Hi Micha - the big kink at 16 degrees happens because of the curvature of the fillet surface is quite shallow in the longer direction, which I highlight here:
Since the surface is only gently curved in that direction, an angle of 16 degrees does not cause the fillet surface itself to become subdivided.
As I've mentioned before, if you have a situation where a surface does not get subdivided but its boundary edges do, it can lead to these kinds of kinks.
There isn't really any bug here - to solve the big kink you need to do something to cause additional subdivisions of the surface.
The typical method for that is to decrease the angle parameter until it is less than the angle of that shallow curvature for that long direction on the fillet - that will solve the problem. For example try using an angle of 12 instead and your kink problem will be greatly reduced. As you go to a tighter angle yet it will continue to be reduced.
Another way you can solve it is to use the "Divide larger than" setting to force that shallow long fillet piece to get subdivided. For example with Angle 16, try entering a value of 20 for "Divide larger than", and it will force any polygons longer than 20 units in size to become additionally subdivided - that will force additional subdivisions of the surface and again solve the problem.
When you see this problem, it is caused by a surface getting a coarse mesh on it, and the solution is always going to be to force additional subdivisions...

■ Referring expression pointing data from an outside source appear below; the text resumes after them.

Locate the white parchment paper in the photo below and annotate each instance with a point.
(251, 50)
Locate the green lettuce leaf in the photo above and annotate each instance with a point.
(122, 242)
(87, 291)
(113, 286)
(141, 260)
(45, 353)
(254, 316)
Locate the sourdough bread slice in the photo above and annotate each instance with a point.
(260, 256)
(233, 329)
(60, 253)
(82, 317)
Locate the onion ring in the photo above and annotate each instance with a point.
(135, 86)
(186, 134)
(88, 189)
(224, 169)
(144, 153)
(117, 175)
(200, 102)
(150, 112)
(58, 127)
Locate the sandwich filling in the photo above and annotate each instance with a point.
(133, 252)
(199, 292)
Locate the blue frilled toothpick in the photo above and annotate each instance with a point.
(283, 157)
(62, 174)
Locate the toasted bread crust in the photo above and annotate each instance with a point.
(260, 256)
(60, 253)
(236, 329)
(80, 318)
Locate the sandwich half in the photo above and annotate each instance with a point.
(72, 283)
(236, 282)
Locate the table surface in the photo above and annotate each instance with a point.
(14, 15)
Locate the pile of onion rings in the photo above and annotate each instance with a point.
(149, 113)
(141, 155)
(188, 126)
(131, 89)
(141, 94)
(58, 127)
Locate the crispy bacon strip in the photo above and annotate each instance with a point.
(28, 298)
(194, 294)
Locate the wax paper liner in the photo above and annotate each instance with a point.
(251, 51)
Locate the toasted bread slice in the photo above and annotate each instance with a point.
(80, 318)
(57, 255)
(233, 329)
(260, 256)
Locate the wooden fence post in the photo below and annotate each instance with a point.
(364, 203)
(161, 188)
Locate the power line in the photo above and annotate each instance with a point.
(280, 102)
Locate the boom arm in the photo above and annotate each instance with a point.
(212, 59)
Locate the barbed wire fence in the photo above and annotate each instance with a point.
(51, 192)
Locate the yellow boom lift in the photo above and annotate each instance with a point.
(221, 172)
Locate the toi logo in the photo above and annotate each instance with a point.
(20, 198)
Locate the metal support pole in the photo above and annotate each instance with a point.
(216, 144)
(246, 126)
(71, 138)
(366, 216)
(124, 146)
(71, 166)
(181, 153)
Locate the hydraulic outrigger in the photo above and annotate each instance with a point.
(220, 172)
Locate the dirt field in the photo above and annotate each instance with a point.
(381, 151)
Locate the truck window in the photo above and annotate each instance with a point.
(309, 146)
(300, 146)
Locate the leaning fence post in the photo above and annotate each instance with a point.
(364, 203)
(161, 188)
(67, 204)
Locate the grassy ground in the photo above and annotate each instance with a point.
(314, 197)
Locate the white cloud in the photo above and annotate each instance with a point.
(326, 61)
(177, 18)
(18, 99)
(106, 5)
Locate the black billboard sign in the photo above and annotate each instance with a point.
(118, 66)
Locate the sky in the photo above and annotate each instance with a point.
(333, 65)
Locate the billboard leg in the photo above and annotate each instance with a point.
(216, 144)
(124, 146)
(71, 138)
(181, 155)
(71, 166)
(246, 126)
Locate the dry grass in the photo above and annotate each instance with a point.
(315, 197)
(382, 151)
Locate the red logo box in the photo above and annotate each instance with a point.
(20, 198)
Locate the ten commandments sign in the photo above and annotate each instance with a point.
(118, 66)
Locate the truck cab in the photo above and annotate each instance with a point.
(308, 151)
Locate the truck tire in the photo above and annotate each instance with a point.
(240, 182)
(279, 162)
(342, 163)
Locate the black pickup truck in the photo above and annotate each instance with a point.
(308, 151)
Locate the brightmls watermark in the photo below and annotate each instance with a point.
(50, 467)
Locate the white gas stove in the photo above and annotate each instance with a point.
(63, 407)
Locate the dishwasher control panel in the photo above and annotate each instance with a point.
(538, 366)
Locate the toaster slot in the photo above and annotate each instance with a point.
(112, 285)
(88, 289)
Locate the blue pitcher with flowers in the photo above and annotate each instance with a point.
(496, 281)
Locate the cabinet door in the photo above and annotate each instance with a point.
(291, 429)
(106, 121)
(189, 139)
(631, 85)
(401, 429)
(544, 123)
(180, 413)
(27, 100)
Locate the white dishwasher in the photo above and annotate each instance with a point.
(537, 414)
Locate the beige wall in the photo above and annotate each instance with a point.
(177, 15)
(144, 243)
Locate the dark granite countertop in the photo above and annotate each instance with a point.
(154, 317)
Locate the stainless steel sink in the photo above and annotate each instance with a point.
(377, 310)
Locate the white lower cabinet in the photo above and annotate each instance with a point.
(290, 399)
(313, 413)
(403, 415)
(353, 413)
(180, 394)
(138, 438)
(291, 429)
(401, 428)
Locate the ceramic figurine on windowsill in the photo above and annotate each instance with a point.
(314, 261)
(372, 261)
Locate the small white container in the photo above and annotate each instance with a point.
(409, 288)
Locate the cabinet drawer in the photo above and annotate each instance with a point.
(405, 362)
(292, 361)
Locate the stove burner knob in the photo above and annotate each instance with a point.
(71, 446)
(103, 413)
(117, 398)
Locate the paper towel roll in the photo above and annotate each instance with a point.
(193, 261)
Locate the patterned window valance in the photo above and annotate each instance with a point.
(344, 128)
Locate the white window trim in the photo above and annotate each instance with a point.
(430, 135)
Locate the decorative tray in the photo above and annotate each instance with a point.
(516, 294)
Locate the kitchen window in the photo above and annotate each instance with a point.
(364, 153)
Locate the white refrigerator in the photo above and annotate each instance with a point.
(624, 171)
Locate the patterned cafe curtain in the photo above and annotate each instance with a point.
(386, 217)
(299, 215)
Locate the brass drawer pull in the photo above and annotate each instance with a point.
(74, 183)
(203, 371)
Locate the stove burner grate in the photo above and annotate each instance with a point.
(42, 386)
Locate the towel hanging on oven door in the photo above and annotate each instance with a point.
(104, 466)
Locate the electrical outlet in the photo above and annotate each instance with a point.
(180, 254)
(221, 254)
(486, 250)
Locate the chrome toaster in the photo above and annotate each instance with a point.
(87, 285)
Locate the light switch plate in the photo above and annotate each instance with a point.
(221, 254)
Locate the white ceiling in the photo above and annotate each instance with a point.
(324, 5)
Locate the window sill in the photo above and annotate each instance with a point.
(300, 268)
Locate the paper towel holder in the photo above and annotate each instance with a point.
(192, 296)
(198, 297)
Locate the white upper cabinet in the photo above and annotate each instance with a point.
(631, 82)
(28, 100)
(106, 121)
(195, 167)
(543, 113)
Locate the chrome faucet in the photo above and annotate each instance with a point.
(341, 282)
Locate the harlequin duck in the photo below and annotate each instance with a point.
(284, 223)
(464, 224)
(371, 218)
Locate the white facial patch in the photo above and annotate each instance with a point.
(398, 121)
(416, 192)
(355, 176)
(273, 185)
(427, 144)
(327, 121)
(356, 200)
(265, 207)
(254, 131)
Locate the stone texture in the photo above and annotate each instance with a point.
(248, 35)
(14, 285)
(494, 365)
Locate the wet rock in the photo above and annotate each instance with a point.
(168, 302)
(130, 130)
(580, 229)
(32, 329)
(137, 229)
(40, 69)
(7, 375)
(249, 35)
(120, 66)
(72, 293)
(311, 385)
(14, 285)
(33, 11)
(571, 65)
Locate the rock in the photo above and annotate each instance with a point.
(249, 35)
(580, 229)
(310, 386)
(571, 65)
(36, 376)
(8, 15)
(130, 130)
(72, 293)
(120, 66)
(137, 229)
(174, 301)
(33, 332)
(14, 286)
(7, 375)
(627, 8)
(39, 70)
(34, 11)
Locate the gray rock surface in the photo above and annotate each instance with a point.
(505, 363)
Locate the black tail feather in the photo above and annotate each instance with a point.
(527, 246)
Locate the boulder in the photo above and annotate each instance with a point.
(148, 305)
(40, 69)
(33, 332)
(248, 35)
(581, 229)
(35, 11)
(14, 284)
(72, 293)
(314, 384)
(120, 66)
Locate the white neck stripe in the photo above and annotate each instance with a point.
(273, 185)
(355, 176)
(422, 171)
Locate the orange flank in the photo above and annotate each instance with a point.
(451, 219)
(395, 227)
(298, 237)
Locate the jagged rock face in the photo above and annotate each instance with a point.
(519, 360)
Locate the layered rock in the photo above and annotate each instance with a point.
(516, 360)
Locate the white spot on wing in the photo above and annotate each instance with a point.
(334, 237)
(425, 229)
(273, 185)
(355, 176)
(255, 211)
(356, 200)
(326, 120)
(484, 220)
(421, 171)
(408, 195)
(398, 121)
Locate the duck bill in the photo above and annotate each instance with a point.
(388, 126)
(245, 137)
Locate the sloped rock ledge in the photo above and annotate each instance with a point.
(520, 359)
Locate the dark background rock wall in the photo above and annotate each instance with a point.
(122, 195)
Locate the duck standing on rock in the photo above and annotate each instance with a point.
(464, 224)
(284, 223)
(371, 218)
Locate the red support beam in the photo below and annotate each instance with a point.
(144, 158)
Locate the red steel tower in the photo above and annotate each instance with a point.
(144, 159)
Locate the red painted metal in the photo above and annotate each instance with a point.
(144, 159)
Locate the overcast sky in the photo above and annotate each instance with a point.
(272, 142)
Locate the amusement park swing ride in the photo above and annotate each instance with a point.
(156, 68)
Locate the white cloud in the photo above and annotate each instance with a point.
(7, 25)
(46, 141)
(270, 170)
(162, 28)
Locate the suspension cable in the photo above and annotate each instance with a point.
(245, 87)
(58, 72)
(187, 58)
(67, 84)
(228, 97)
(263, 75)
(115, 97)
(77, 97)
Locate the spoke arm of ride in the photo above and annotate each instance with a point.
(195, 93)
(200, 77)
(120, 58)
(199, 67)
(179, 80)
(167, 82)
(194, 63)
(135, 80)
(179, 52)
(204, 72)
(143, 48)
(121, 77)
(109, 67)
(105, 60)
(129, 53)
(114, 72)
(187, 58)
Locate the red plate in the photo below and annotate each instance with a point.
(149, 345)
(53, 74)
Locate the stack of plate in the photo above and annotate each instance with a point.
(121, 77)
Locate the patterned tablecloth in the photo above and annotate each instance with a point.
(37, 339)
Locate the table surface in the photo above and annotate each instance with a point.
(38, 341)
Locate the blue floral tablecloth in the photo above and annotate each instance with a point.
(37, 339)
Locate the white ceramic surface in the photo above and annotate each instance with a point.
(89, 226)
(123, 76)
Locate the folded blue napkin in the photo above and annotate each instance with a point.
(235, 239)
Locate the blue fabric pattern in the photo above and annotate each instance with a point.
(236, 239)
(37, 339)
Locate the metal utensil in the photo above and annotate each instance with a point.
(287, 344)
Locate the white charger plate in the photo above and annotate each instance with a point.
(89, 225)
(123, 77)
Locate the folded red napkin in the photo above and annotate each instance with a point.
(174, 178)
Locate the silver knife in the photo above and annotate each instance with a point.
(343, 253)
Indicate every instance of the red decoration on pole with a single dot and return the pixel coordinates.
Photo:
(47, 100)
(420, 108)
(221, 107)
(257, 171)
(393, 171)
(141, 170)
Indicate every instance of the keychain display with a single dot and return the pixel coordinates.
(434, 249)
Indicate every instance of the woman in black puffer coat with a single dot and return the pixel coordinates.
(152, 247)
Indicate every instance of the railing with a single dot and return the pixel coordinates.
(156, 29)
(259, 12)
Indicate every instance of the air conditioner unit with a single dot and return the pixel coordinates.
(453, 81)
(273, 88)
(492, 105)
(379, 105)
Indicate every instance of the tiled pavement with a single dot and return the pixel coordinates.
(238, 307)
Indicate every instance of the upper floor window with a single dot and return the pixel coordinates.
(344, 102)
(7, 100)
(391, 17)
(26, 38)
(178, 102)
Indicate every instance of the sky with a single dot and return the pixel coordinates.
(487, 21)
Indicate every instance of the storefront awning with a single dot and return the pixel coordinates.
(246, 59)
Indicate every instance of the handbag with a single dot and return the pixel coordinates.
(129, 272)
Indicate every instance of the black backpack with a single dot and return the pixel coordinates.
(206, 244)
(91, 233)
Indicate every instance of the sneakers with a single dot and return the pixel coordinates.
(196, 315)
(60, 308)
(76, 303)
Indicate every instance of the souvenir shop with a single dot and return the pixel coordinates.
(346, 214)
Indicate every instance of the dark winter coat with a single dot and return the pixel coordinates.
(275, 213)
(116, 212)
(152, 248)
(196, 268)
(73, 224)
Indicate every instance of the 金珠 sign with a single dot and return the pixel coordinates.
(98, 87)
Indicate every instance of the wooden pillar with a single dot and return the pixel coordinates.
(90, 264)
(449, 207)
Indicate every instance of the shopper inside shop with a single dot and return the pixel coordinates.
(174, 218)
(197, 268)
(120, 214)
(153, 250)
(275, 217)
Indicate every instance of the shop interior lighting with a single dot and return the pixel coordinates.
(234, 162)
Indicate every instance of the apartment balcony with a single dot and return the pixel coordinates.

I think that a "Chord height" tolerance value which I am also planning on adding would be a pretty good parameter to help in these situations as well.
But basically if you want to improve the tessellation here, you need to manipulate the settings to produce the result you want - normally the solution is to just make a tighter angle but if you want to avoid that you will need to use some of the other settings instead of angle alone on shallowly curved things.
Keep in mind that 16 degrees is a rather coarse angle, the default that MoI uses for angle is 12, which is already somewhat coarse to start with.